Example of positive covenants may include: (i) a party stating that it shall follow the production timelines agreed to between the parties; (ii) a party assuring the other party that it shall get the work product produced checked by a testing agency to ensure that any applicable quality standards/requirements are fulfilled; and (iii) a party guaranteeing that it shall ensure any property that will be created during the course of the agreement, shall be created independently, without referring to the intellectual property of any third party.

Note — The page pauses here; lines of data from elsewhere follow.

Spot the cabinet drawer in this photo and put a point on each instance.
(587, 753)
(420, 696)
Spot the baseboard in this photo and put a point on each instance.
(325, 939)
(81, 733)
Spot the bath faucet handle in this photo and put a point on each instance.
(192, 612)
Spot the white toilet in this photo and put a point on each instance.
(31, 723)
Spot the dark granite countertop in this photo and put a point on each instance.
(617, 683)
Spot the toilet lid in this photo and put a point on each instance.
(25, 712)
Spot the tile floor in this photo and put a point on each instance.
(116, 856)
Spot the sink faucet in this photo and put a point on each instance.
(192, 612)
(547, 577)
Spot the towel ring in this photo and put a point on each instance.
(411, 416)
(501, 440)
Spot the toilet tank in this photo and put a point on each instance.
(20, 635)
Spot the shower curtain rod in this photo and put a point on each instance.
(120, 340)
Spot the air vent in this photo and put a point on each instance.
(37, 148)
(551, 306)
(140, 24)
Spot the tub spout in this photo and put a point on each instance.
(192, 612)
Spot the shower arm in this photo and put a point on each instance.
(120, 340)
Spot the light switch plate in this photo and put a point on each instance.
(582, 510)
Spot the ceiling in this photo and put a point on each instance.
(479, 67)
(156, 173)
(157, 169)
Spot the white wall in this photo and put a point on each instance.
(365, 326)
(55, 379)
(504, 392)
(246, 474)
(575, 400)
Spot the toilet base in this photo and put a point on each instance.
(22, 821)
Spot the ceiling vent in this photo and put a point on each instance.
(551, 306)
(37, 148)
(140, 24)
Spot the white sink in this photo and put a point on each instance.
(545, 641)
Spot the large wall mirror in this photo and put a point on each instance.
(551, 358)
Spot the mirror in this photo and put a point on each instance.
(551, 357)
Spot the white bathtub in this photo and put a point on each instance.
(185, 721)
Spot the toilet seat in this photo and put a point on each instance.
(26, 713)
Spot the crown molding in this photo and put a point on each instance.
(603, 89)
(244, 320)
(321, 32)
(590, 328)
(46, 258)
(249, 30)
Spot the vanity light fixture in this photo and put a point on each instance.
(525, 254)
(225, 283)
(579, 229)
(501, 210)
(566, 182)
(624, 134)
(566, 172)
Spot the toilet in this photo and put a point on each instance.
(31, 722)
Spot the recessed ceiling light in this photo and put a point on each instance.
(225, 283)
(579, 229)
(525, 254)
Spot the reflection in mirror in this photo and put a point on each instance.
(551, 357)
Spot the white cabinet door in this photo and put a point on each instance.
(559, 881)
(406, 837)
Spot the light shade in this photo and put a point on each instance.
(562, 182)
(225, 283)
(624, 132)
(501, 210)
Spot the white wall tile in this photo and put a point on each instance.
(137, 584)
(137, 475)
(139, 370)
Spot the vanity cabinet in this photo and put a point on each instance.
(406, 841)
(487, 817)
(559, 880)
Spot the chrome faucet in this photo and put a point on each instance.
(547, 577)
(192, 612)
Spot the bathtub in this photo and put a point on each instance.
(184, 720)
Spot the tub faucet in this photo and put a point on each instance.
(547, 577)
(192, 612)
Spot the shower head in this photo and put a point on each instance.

Similar to a warranty, a covenant is a part of the contract and is not a fundamental statement that is made with the intention of inducing a party to enter into the contract. A breach of a covenant may give rise to injunctive relief or specific performance, a remedy that may not be availed by the non-breaching party in the event of breach of a representation. In addition to compensatory damages for breach of contract, a breach of a material covenant may permit the non-breaching party to immediately terminate the contract. The materiality of a covenant shall be determined on a case-by-case basis. It is essential to note that the jurisprudence on the enforcement of negative covenants is not yet entirely settled, as certain covenants may place an undue restriction on a party’s right to partake in lawful trade, business or practice.
Conclusion
It is apparent that the differentiation between the representation, warranties, and covenants is not as minor as may be assumed. It is of utmost importance to understand this differentiation, as the lack of this understanding may majorly impact the manner in which contracts are drafted and interpreted. Keeping in mind these differences, and the variation in the remedies that may be availed subsequent to a breach, it is essential to classify all contractual statements correctly. The absence of an appropriate classification may lead to the incorrect interpretation of a contract and may deprive a party of suitable remedies in the event of a breach.
[1] Century Spinning and Manufacturing Company Ltd. & Anr. v. The Ulhasnagar Municipal Council and Anr., (1970) 1 SCC 582.
[2] 202 (2013) DLT 49.
[3] All India General Insurance Co v. S P Maheswari, AIR 1960 Mad 484.